Online in a big world
Mobile phone companies actually pioneered the way for Tinkoff Bank. The first piece of Western technology that nearly ever Russian bought was a mobile phone. More recently, while “dumb phone” sales have slowed, smartphone sales are continuing to expand and these have provided a readymade platform for expanding financial services for punters fed up with standing in slow-moving queues at Sberbank, Russia’s retailing behemoth.
Already a leading seller of handsets, Svyaznoy, modelling itself on the UK's Tesco, decided in 2012 to leverage its store network by becoming a bank too. Russians not only bought their phones at the company’s 3,000 branches, but would go once a month to the stores to top up their accounts. The company hoped to leverage its strong financial relations with its customers. By offering credit cards, it also avoided those onerous CBR branch regulations, while its countrywide retail network in effect gave it one of the largest branch networks in the banking system.
The Svyaznoy Bank expanded into utility, phone bill payments, and started selling non-government investment funds, known as PIFs in Russia, to rapidly become the third biggest player in the nascent mutual fund business by the end of 2012. But it went too fast. The growing pressure on the financial system, slowing economy, rising cost of capital and international financial sanctions combined to kill the bank off at the start of 2015, when its capital ratio fell below the mandatory minimum requirements.
A similar story has played out at MTS Bank, the financial arm of Russia’s biggest mobile phone company Mobile TeleSystems. Svyaznoy had a 92% brand awareness in Russia when it launched its bank, but MTS has 100% and is probably the country’s most valuable brand. Its parent company AFK Sistema already owned the Moscow Bank for Reconstruction and Development (MBRD) and decided to rebrand it with the same logo as the phone service.
MTS, which is listed in New York and Moscow, paid $100mn for a quarter of the bank and intended to expand into the fledging financial services business to provide further products to its 70mn customers in Russia. The logic is that Russia remains one of the largest “unbanked” markets in the world, especially focusing on credit and debit card customers. Like Syvaznoy before it, MTS was also hoping to leverage its 4,200 phone stores to help sell financial services in addition to the handful of fully licensed MBRD branches that the bank operated.

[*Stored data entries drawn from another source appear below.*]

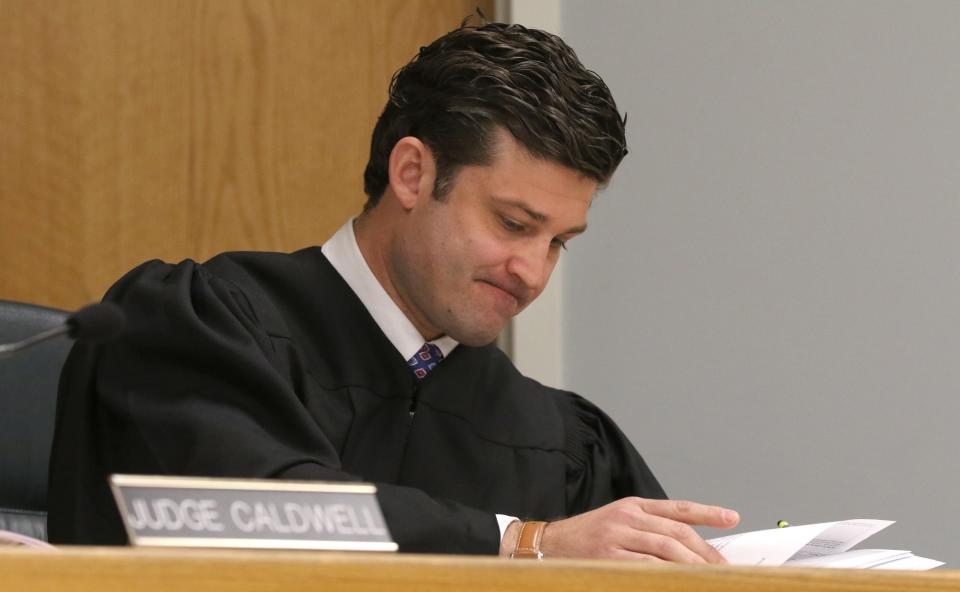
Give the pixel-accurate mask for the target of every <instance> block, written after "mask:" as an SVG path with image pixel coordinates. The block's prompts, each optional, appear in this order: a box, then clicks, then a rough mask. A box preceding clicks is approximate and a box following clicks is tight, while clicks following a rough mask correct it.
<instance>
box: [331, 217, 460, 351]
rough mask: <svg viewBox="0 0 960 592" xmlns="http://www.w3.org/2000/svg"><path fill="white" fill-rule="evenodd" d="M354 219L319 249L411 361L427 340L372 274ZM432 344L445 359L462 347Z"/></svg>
mask: <svg viewBox="0 0 960 592" xmlns="http://www.w3.org/2000/svg"><path fill="white" fill-rule="evenodd" d="M353 220H354V219H353V218H350V219H349V220H347V223H346V224H344V225H343V226H341V227H340V230H338V231H337V232H336V234H334V235H333V236H332V237H330V240H328V241H327V242H326V243H324V245H323V246H322V247H321V248H320V250H321V251H322V252H323V254H324V256H325V257H326V258H327V260H328V261H329V262H330V264H331V265H333V268H334V269H336V270H337V273H339V274H340V276H341V277H343V279H344V281H346V282H347V285H348V286H350V289H351V290H353V293H354V294H356V295H357V298H359V299H360V302H362V303H363V305H364V306H365V307H366V309H367V311H369V312H370V316H372V317H373V320H374V321H376V323H377V326H379V327H380V330H381V331H383V334H384V335H386V336H387V339H389V340H390V343H392V344H393V347H395V348H397V351H398V352H400V355H401V356H403V359H404V360H409V359H410V358H412V357H413V355H414V354H415V353H417V352H418V351H419V350H420V348H421V347H423V343H424V341H426V340H425V339H424V337H423V336H422V335H420V332H419V331H417V328H416V327H414V326H413V323H411V322H410V319H408V318H407V315H405V314H403V311H402V310H400V307H399V306H397V303H396V302H394V301H393V299H392V298H390V295H389V294H387V291H386V290H384V289H383V286H381V285H380V282H379V281H377V278H376V276H375V275H373V272H372V271H370V266H369V265H367V262H366V260H365V259H364V258H363V254H362V253H361V252H360V246H359V245H358V244H357V237H356V235H355V234H354V233H353ZM430 343H432V344H434V345H436V346H437V347H439V348H440V351H441V352H443V356H444V357H446V356H447V355H448V354H449V353H450V352H451V351H453V348H455V347H457V345H459V344H458V343H457V341H455V340H454V339H453V338H451V337H447V336H443V337H440V338H439V339H434V340H433V341H431V342H430Z"/></svg>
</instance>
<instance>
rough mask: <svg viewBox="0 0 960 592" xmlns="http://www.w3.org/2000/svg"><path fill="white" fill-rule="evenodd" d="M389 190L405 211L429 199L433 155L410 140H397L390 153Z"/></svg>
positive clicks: (429, 149) (411, 139) (434, 169)
mask: <svg viewBox="0 0 960 592" xmlns="http://www.w3.org/2000/svg"><path fill="white" fill-rule="evenodd" d="M388 171H389V174H390V189H391V190H392V191H393V194H394V195H395V196H396V197H397V199H398V200H399V201H400V205H401V206H402V207H403V208H404V209H405V210H410V209H413V207H414V206H415V205H416V204H417V201H418V200H420V199H430V198H431V196H432V195H433V184H434V181H435V180H436V178H437V167H436V162H435V161H434V160H433V152H431V151H430V148H428V147H427V145H426V144H424V143H423V142H421V141H420V140H419V139H417V138H414V137H413V136H406V137H403V138H400V139H399V140H398V141H397V143H396V144H394V145H393V150H391V151H390V161H389V163H388Z"/></svg>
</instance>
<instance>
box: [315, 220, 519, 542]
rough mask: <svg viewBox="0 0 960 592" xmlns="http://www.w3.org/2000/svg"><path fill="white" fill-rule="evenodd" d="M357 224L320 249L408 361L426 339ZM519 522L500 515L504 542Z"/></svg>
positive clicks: (366, 308) (446, 341) (375, 320)
mask: <svg viewBox="0 0 960 592" xmlns="http://www.w3.org/2000/svg"><path fill="white" fill-rule="evenodd" d="M353 221H354V218H351V219H350V220H348V221H347V223H346V224H344V225H343V226H341V227H340V230H338V231H337V232H336V234H334V235H333V236H332V237H330V240H328V241H327V242H326V243H324V244H323V246H322V247H321V248H320V250H321V251H322V252H323V255H324V256H325V257H326V258H327V261H329V262H330V264H331V265H333V268H334V269H336V270H337V273H339V274H340V277H342V278H343V280H344V281H345V282H347V285H348V286H350V289H351V290H353V293H354V294H356V295H357V298H359V299H360V302H362V303H363V306H364V307H366V309H367V311H368V312H369V313H370V316H372V317H373V320H374V321H376V323H377V326H378V327H380V330H381V331H383V333H384V335H386V336H387V339H389V340H390V343H392V344H393V347H395V348H397V351H398V352H400V355H401V356H403V359H404V360H409V359H410V358H412V357H413V356H414V354H416V353H417V352H418V351H420V348H421V347H423V344H424V343H425V341H426V340H425V339H424V337H423V336H422V335H420V331H418V330H417V328H416V327H414V326H413V323H412V322H411V321H410V319H408V318H407V315H405V314H403V311H402V310H400V307H399V306H397V303H396V302H394V301H393V299H392V298H390V295H389V294H387V291H386V290H384V289H383V286H381V285H380V282H379V281H378V280H377V277H376V276H375V275H373V272H372V271H371V270H370V266H369V265H367V261H366V259H364V258H363V253H361V252H360V245H358V244H357V237H356V235H355V234H354V233H353ZM430 343H432V344H434V345H436V346H437V347H439V348H440V351H441V352H443V357H447V355H448V354H449V353H450V352H452V351H453V350H454V348H456V347H457V346H458V345H459V343H458V342H457V341H456V340H454V339H453V338H451V337H447V336H446V335H444V336H443V337H439V338H437V339H434V340H432V341H431V342H430ZM441 363H442V362H441ZM515 520H517V518H515V517H513V516H505V515H503V514H497V524H498V525H499V526H500V540H503V535H504V533H505V532H506V530H507V526H509V525H510V523H511V522H513V521H515Z"/></svg>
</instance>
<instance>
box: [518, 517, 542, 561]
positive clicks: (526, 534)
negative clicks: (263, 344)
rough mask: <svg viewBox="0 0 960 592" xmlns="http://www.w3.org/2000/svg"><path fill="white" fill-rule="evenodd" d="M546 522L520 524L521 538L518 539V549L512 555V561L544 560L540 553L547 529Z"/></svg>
mask: <svg viewBox="0 0 960 592" xmlns="http://www.w3.org/2000/svg"><path fill="white" fill-rule="evenodd" d="M546 527H547V523H546V522H536V521H533V522H523V523H521V524H520V536H519V537H517V547H516V549H514V550H513V553H511V554H510V559H543V552H542V551H540V539H541V538H542V537H543V531H544V529H546Z"/></svg>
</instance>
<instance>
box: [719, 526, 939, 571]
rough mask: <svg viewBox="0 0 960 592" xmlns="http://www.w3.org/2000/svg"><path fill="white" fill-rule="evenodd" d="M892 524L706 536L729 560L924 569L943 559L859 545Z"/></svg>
mask: <svg viewBox="0 0 960 592" xmlns="http://www.w3.org/2000/svg"><path fill="white" fill-rule="evenodd" d="M891 524H893V521H891V520H868V519H856V520H843V521H839V522H823V523H820V524H806V525H803V526H790V527H787V528H771V529H769V530H756V531H753V532H745V533H741V534H734V535H730V536H725V537H721V538H717V539H711V540H709V541H707V542H708V543H710V544H711V545H713V546H714V547H715V548H716V549H717V550H718V551H720V554H721V555H723V556H724V557H725V558H726V559H727V561H729V562H730V563H731V564H733V565H787V566H791V567H802V566H807V567H845V568H861V569H910V570H925V569H932V568H934V567H939V566H941V565H943V562H941V561H936V560H933V559H926V558H924V557H917V556H915V555H913V553H911V552H910V551H895V550H888V549H862V550H857V551H850V548H852V547H853V546H854V545H856V544H857V543H860V542H861V541H863V540H865V539H867V538H868V537H870V536H871V535H873V534H876V533H878V532H880V531H881V530H883V529H884V528H886V527H888V526H890V525H891Z"/></svg>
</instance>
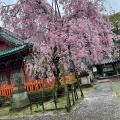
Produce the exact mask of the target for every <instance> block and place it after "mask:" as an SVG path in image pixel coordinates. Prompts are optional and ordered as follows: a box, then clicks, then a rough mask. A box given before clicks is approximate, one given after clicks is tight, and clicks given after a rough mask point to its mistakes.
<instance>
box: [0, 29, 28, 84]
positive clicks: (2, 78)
mask: <svg viewBox="0 0 120 120" xmlns="http://www.w3.org/2000/svg"><path fill="white" fill-rule="evenodd" d="M29 48H30V46H29V45H28V44H27V43H25V42H24V41H23V40H21V39H19V38H18V37H15V36H14V35H13V34H12V33H11V32H9V31H6V30H5V29H3V28H1V27H0V86H1V85H3V84H4V85H5V84H12V83H13V80H12V74H14V73H16V72H20V73H22V74H24V79H23V81H28V77H27V74H25V67H24V63H23V58H24V57H25V56H26V55H27V54H28V53H29Z"/></svg>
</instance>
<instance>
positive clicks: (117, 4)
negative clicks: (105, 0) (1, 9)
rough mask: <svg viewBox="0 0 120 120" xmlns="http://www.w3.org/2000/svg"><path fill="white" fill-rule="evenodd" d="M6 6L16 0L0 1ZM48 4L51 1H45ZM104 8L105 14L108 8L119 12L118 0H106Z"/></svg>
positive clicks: (107, 11) (119, 7)
mask: <svg viewBox="0 0 120 120" xmlns="http://www.w3.org/2000/svg"><path fill="white" fill-rule="evenodd" d="M0 1H2V2H4V3H6V4H14V3H16V1H17V0H0ZM47 1H48V2H49V3H50V4H51V2H52V0H47ZM106 1H107V2H105V7H106V9H107V12H108V13H109V11H110V7H111V6H112V9H113V10H115V12H120V0H106Z"/></svg>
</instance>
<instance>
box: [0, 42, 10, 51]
mask: <svg viewBox="0 0 120 120" xmlns="http://www.w3.org/2000/svg"><path fill="white" fill-rule="evenodd" d="M6 48H9V45H7V44H6V43H4V42H2V41H0V50H3V49H6Z"/></svg>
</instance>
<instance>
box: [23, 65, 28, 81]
mask: <svg viewBox="0 0 120 120" xmlns="http://www.w3.org/2000/svg"><path fill="white" fill-rule="evenodd" d="M23 69H24V76H25V82H28V81H29V78H28V74H27V73H26V66H25V65H24V68H23Z"/></svg>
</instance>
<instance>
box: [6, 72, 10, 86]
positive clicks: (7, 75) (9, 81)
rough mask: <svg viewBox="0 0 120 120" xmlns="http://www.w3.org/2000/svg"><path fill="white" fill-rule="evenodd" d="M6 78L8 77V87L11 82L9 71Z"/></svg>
mask: <svg viewBox="0 0 120 120" xmlns="http://www.w3.org/2000/svg"><path fill="white" fill-rule="evenodd" d="M7 77H8V85H10V84H11V80H10V77H11V71H10V70H8V73H7Z"/></svg>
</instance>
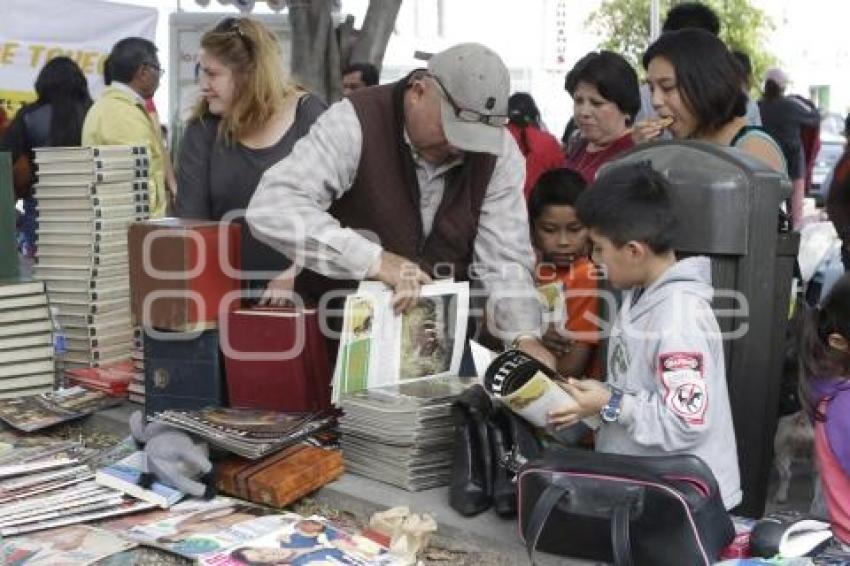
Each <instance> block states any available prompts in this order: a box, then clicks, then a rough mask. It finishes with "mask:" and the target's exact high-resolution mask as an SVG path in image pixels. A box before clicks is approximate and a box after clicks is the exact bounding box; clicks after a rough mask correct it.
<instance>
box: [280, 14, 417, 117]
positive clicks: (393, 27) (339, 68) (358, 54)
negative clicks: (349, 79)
mask: <svg viewBox="0 0 850 566" xmlns="http://www.w3.org/2000/svg"><path fill="white" fill-rule="evenodd" d="M288 5H289V21H290V25H291V26H292V76H293V77H294V78H295V80H297V81H298V82H299V84H301V85H302V86H303V87H304V88H306V89H308V90H310V91H311V92H313V93H315V94H316V95H317V96H319V97H320V98H322V99H324V100H325V101H327V102H328V103H332V102H335V101H337V100H339V99H340V97H341V93H342V69H343V68H344V67H345V66H346V65H347V64H348V63H349V62H357V63H372V64H373V65H375V66H376V67H377V68H378V69H379V70H380V68H381V63H382V62H383V59H384V53H385V52H386V49H387V43H388V42H389V39H390V35H391V34H392V32H393V28H394V26H395V20H396V17H397V16H398V11H399V9H400V8H401V0H370V2H369V8H368V9H367V11H366V18H365V19H364V21H363V27H362V29H360V30H359V31H358V30H355V29H354V25H353V19H351V18H350V17H349V18H346V20H345V21H344V22H343V23H342V24H340V25H339V27H338V29H336V30H335V29H334V22H333V15H332V13H333V8H334V6H336V5H338V4H337V2H336V1H335V0H289V3H288Z"/></svg>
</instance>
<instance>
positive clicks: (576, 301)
mask: <svg viewBox="0 0 850 566" xmlns="http://www.w3.org/2000/svg"><path fill="white" fill-rule="evenodd" d="M594 273H595V271H594V268H593V266H592V265H591V264H590V263H585V264H584V265H582V266H581V267H579V268H577V269H576V270H575V271H574V272H573V277H572V278H571V279H570V281H569V286H568V288H567V289H566V305H565V307H566V312H567V324H566V336H567V337H568V338H569V339H570V340H571V342H570V347H569V348H568V349H567V351H566V352H565V353H563V354H561V355H559V356H558V360H557V369H558V373H560V374H561V375H563V376H564V377H584V376H585V375H587V372H588V370H589V369H590V367H591V366H592V365H593V356H594V354H595V353H596V347H597V345H598V344H599V335H600V329H599V284H598V281H597V280H596V279H595V278H594Z"/></svg>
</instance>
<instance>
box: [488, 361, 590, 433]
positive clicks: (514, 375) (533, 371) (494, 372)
mask: <svg viewBox="0 0 850 566" xmlns="http://www.w3.org/2000/svg"><path fill="white" fill-rule="evenodd" d="M557 379H559V377H558V375H557V374H555V373H554V372H553V371H552V370H550V369H549V368H548V367H546V366H545V365H544V364H542V363H541V362H539V361H537V360H536V359H534V358H532V357H531V356H529V355H528V354H526V353H525V352H522V351H520V350H508V351H507V352H504V353H503V354H501V355H499V356H498V357H497V358H496V359H495V360H493V362H492V363H491V364H490V367H488V368H487V371H486V373H485V374H484V389H486V390H487V392H488V393H489V394H490V395H492V396H493V397H494V398H495V399H496V400H497V401H499V402H500V403H502V404H503V405H505V406H506V407H508V408H509V409H511V410H512V411H513V412H515V413H516V414H518V415H519V416H521V417H522V418H524V419H525V420H527V421H528V422H530V423H531V424H533V425H534V426H539V427H545V426H546V424H547V420H548V419H547V416H548V414H549V412H550V411H554V410H557V409H564V408H567V407H574V406H575V405H576V402H575V400H574V399H573V398H572V396H571V395H570V394H569V393H567V392H566V391H564V389H563V388H561V386H560V385H558V384H557V383H556V381H555V380H557ZM583 422H584V424H586V425H587V426H589V427H591V428H597V427H598V426H599V417H587V418H585V419H583Z"/></svg>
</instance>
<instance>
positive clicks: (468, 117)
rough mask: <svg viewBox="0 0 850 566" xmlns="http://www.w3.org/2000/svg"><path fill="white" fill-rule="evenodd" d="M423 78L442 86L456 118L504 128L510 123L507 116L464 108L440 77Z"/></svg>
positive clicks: (432, 76) (464, 120) (446, 97)
mask: <svg viewBox="0 0 850 566" xmlns="http://www.w3.org/2000/svg"><path fill="white" fill-rule="evenodd" d="M423 76H426V77H430V78H432V79H434V82H436V83H437V84H438V85H439V86H440V90H441V91H442V93H443V96H445V97H446V100H447V101H448V103H449V105H450V106H451V107H452V110H454V113H455V116H457V117H458V118H460V119H461V120H463V121H464V122H480V123H482V124H487V125H488V126H504V125H505V124H507V123H508V115H507V114H484V113H482V112H479V111H478V110H472V109H471V108H464V107H463V106H461V105H460V104H458V103H457V101H456V100H455V99H454V98H452V95H451V94H450V93H449V91H448V90H447V89H446V87H445V85H444V84H443V81H441V80H440V77H438V76H437V75H434V74H431V73H427V74H425V75H423Z"/></svg>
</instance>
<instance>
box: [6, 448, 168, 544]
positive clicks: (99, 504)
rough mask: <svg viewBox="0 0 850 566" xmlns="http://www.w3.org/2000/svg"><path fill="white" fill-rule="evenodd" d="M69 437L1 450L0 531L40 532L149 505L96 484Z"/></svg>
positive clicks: (144, 508) (138, 508)
mask: <svg viewBox="0 0 850 566" xmlns="http://www.w3.org/2000/svg"><path fill="white" fill-rule="evenodd" d="M93 456H94V455H93V454H92V453H91V451H90V450H87V449H85V448H83V447H82V446H80V445H78V444H76V443H74V442H56V443H49V444H43V445H41V446H35V447H28V448H13V449H11V450H8V451H6V452H4V453H3V454H2V455H0V536H3V537H6V536H12V535H18V534H21V533H27V532H33V531H40V530H44V529H50V528H55V527H59V526H64V525H72V524H78V523H83V522H88V521H94V520H97V519H103V518H106V517H114V516H117V515H123V514H126V513H134V512H137V511H143V510H148V509H152V508H153V507H154V505H153V504H151V503H147V502H141V501H138V500H137V499H134V498H131V497H127V496H125V495H124V494H123V493H122V492H120V491H118V490H115V489H111V488H108V487H104V486H101V485H98V484H97V483H96V482H95V481H94V475H95V474H94V473H93V472H92V470H91V468H90V467H89V466H88V465H86V461H87V460H88V459H90V458H91V457H93Z"/></svg>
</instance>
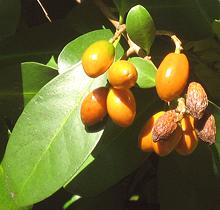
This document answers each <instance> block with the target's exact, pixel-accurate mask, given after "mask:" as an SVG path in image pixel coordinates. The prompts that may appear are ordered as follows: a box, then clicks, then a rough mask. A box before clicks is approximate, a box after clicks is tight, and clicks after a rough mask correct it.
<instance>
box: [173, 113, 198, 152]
mask: <svg viewBox="0 0 220 210" xmlns="http://www.w3.org/2000/svg"><path fill="white" fill-rule="evenodd" d="M181 127H182V132H183V135H182V138H181V139H180V141H179V143H178V144H177V146H176V148H175V150H176V152H177V153H178V154H180V155H189V154H191V153H192V152H193V151H194V150H195V149H196V147H197V145H198V137H197V135H196V131H195V127H194V118H193V117H192V116H184V118H183V119H182V120H181Z"/></svg>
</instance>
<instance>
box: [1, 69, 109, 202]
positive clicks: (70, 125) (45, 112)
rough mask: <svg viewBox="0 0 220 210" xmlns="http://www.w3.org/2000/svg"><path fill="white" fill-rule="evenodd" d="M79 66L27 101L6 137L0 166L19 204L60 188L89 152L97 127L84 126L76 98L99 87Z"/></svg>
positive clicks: (97, 84) (85, 158)
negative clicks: (6, 143)
mask: <svg viewBox="0 0 220 210" xmlns="http://www.w3.org/2000/svg"><path fill="white" fill-rule="evenodd" d="M105 84H106V76H105V75H103V76H101V77H99V78H96V79H91V78H89V77H88V76H86V75H85V74H84V73H83V70H82V66H79V67H78V68H75V69H73V70H71V71H68V72H66V73H64V74H62V75H59V76H57V77H56V78H54V79H53V80H52V81H51V82H49V83H48V84H47V85H46V86H44V87H43V88H42V89H41V90H40V91H39V92H38V93H37V95H36V96H35V97H34V98H33V99H32V100H31V101H30V102H29V103H28V105H27V106H26V107H25V109H24V111H23V113H22V114H21V116H20V118H19V119H18V121H17V123H16V125H15V127H14V130H13V132H12V134H11V136H10V139H9V143H8V146H7V148H6V153H5V157H4V159H3V164H2V165H3V168H4V169H5V173H6V175H7V177H8V180H9V181H8V182H9V183H10V189H11V191H12V192H13V193H14V194H15V196H14V199H15V201H16V202H17V203H18V204H19V205H29V204H33V203H36V202H38V201H40V200H43V199H44V198H46V197H48V196H50V195H51V194H53V193H54V192H55V191H56V190H58V189H59V188H60V187H62V186H63V185H64V184H65V182H67V181H68V180H69V179H70V178H71V177H72V176H73V175H74V173H76V172H77V170H78V169H79V167H80V166H81V165H82V164H83V162H84V161H85V160H86V158H87V157H88V155H89V154H90V153H91V151H92V150H93V148H94V147H95V145H96V144H97V142H98V141H99V138H100V136H101V135H102V130H99V131H97V132H94V131H93V132H92V131H90V130H86V129H85V127H84V125H83V124H82V122H81V119H80V105H81V101H82V100H83V98H84V97H85V95H87V94H88V92H89V91H91V90H92V89H94V88H96V87H99V86H102V85H105Z"/></svg>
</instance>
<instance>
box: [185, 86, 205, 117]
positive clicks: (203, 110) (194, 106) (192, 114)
mask: <svg viewBox="0 0 220 210" xmlns="http://www.w3.org/2000/svg"><path fill="white" fill-rule="evenodd" d="M207 106H208V98H207V94H206V92H205V90H204V89H203V87H202V85H200V84H199V83H197V82H191V83H190V84H189V87H188V90H187V95H186V107H187V110H188V111H189V113H190V114H191V115H192V116H193V117H194V118H196V119H201V118H202V116H203V115H204V112H205V110H206V108H207Z"/></svg>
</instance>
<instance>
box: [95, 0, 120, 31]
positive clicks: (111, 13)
mask: <svg viewBox="0 0 220 210" xmlns="http://www.w3.org/2000/svg"><path fill="white" fill-rule="evenodd" d="M94 3H95V4H96V5H97V6H98V8H99V9H100V10H101V12H102V13H103V15H104V16H105V17H107V18H108V20H109V21H110V22H111V23H112V25H113V26H114V27H115V28H116V29H117V28H118V26H119V22H118V21H117V18H116V17H115V16H114V15H113V14H112V13H111V11H110V10H109V9H108V7H107V6H106V5H105V4H104V3H103V2H102V1H101V0H94Z"/></svg>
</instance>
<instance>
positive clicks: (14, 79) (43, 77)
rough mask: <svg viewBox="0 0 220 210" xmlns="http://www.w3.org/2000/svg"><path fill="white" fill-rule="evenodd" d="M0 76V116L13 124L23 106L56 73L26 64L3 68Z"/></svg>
mask: <svg viewBox="0 0 220 210" xmlns="http://www.w3.org/2000/svg"><path fill="white" fill-rule="evenodd" d="M0 74H1V77H0V114H1V115H2V116H5V117H6V118H7V119H8V120H10V121H12V122H11V124H14V122H15V121H16V120H17V118H18V116H19V115H20V114H21V112H22V110H23V108H24V106H25V105H26V104H27V103H28V102H29V100H30V99H31V98H32V97H33V96H34V95H35V94H36V93H37V92H38V91H39V90H40V89H41V88H42V87H43V86H44V85H45V84H47V83H48V82H49V81H50V80H51V79H52V78H54V77H55V76H56V75H57V74H58V71H57V70H55V69H53V68H50V67H48V66H45V65H43V64H39V63H34V62H26V63H22V64H17V65H10V66H3V67H2V68H1V72H0Z"/></svg>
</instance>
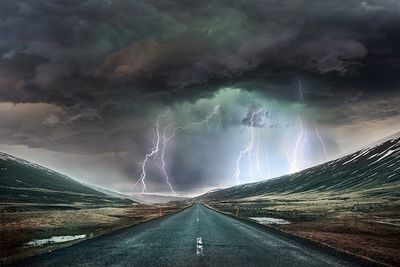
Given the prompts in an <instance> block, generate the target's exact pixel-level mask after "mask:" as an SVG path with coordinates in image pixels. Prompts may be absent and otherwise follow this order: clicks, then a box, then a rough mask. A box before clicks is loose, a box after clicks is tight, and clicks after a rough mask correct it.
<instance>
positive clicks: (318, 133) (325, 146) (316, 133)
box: [314, 122, 329, 161]
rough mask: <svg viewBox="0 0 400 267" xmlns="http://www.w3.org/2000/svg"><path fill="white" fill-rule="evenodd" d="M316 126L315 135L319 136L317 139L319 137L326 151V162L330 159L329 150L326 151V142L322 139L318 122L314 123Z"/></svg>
mask: <svg viewBox="0 0 400 267" xmlns="http://www.w3.org/2000/svg"><path fill="white" fill-rule="evenodd" d="M314 126H315V133H316V134H317V137H318V139H319V141H320V143H321V146H322V148H323V150H324V155H325V159H326V161H328V158H329V157H328V151H327V149H326V145H325V142H324V140H323V139H322V136H321V134H320V133H319V129H318V125H317V123H316V122H314Z"/></svg>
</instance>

“The problem is that you cannot offer banking services unless you have a bank license. We would love to allow people to simply point their phones at a cash register to pay their bills, but you need to have a bank behind you to do that,” says Joshua Tulgan, director of corporate finance and investor relations at MTS.
However, the company has had to scale back its ambitions. Like others, its bank has got caught up in the recession and now is not a good time to be rolling on out new ambitious expansion plans.
For investors, the distinction between bank and online venture has been a confusing one. TCS raised $1.1bn in an IPO in October 2013, issuing GDRs at $17.50 each, which valued the bank at $3.2bn. However, the bank was priced as an internet venture and coupled with Russia’s political and economic woes, the share crashed shortly afterwards and now trade at around $5.